Come avrebbe mai potuto
indovinare che la
ragazza con cui si era scontrato praticasse il suo stesso mestiere?
Ormai quasi
tutte le ragazze erano magre. E pur praticando questo sport da quando
era alle
elementari, Emma non era mai diventata troppo sottile: la sua
costituzione era
solida ed aveva dovuto lottare molto per conferire ai suoi movimenti
quella
grazia che è l’elemento più
caratteristico del pattinaggio.
Paradossalmente
le era sempre stato più facile eseguire un triplo toeloop,
piuttosto che
imitare le movenze del cigno.
«Carino
lo scherzetto di stamattina!»
La
voce irritata di Tobias la distolse dai suoi pensieri. Il suo
allenatore era
furioso. E ne aveva ben donde. Non aveva preso bene il suo telegramma
via
post-it. Dopo essere tornata in hotel, Emma era andata subito a
cercarlo, per
iniziare al più presto i suoi allenamenti.
Non
che qualche sforzo dell’ultima ora potesse migliorare di
colpo le sue
prestazioni e compiere il miracolo, ma quanto era successo con lo Zar
le aveva
messo una gran voglia di tentare l’impossibile. Con la
precisa intenzione di
recarsi immediatamente in pista insieme a Tobias, era andata a cercarlo
in
camera sua, ma invece dell’uomo aveva trovato un messaggio
scritto sulla carta
igienica e appiccicato alla porta con una gomma da masticare.
Avvisami
quando ti “torna” la voglia di
lavorare.
Il
suo allenatore era rimasto irreperibile per tutto il resto della
mattinata,
facendole pagare caro l’affronto aurorale.
Quando,
poco prima dell’ora di pranzo,
Emma e
Tobias raggiunsero la pista all’interno del Palaghiaccio, la
trovarono già
occupata dalle altre atlete che, per quel pomeriggio, avrebbero
condiviso con
l’italiana l’ora di allenamento. Tobias, si
guardò in giro sospettoso, mentre
la ragazza infilava i pattini.
«Stai
attenta alle spalle...» le sussurrò subito,
fingendo di chinarsi a raccogliere
qualcosa, così da esserle vicino.
«Cosa
hai detto?» domandò Emma, sollevandosi
immediatamente.
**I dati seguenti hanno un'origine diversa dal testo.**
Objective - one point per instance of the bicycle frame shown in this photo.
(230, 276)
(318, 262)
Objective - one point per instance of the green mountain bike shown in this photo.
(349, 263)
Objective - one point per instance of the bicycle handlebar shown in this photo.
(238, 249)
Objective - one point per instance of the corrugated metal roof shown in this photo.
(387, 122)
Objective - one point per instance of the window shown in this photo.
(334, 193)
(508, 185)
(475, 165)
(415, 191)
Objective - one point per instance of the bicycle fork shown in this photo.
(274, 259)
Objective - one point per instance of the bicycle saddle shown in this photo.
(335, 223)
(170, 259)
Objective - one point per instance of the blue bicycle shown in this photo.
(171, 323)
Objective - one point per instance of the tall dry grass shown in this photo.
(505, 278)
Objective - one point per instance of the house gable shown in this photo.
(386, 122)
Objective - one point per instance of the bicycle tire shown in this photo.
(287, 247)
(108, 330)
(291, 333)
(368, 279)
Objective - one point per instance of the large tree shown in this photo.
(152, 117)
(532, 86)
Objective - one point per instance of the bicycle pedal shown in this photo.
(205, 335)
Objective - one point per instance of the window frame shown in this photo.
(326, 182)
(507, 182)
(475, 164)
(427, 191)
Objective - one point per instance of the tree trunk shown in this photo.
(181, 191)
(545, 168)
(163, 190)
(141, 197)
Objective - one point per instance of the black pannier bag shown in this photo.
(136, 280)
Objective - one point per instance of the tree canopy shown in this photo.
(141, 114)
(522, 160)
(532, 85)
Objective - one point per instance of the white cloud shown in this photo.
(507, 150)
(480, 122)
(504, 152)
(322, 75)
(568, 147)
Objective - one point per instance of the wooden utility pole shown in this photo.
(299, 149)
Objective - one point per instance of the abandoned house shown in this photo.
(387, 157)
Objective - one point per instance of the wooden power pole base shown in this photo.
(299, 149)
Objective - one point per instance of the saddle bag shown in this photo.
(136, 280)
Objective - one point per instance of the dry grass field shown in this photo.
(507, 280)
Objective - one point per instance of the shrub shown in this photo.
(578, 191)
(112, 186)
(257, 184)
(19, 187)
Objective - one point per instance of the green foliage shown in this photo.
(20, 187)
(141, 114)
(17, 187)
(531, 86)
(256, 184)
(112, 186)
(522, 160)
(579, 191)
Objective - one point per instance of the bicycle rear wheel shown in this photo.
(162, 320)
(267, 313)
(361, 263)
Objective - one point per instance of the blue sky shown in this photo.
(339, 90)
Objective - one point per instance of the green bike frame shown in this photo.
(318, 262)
I modi da perseguitato
che talora assumeva il suo allenatore l’avevano sempre
infastidita.
«Non
lasciarti toccare da nessuna di quelle piccole arpie» le
ripeté, muovendo
appena le labbra. «Non bere nulla di quello che ti
offriranno!»
«Per
l’amor del cielo, Tobias!» esplose infine Emma,
esasperata. «Ho ventidue anni!
Ho imparato tanto tempo fa a non accettare caramelle dagli
sconosciuti!»
«Fa’
come ti dico!» tuonò quello di rimando,
considerando chiusa la questione.
Sarebbe
superfluo specificare lo stato d’animo con cui la
pattinatrice scese in pista.
Pur senza volerlo si diede una rapida occhiata attorno, per verificare
l’identità delle sue compagne di allenamento.
Valery Marabou e Sarah
Meistermann avevano già concluso il loro riscaldamento ed
erano passate ai
salti, con una concentrazione che mai prima di allora Emma aveva scorto
sui
loro volti. Sylvie Martin, invece, era ancora vicina alla balaustra,
colta
all’improvviso da un vero e proprio attacco di panico, che la
faceva tremare
dalla punta delle lame fino a quella dei capelli.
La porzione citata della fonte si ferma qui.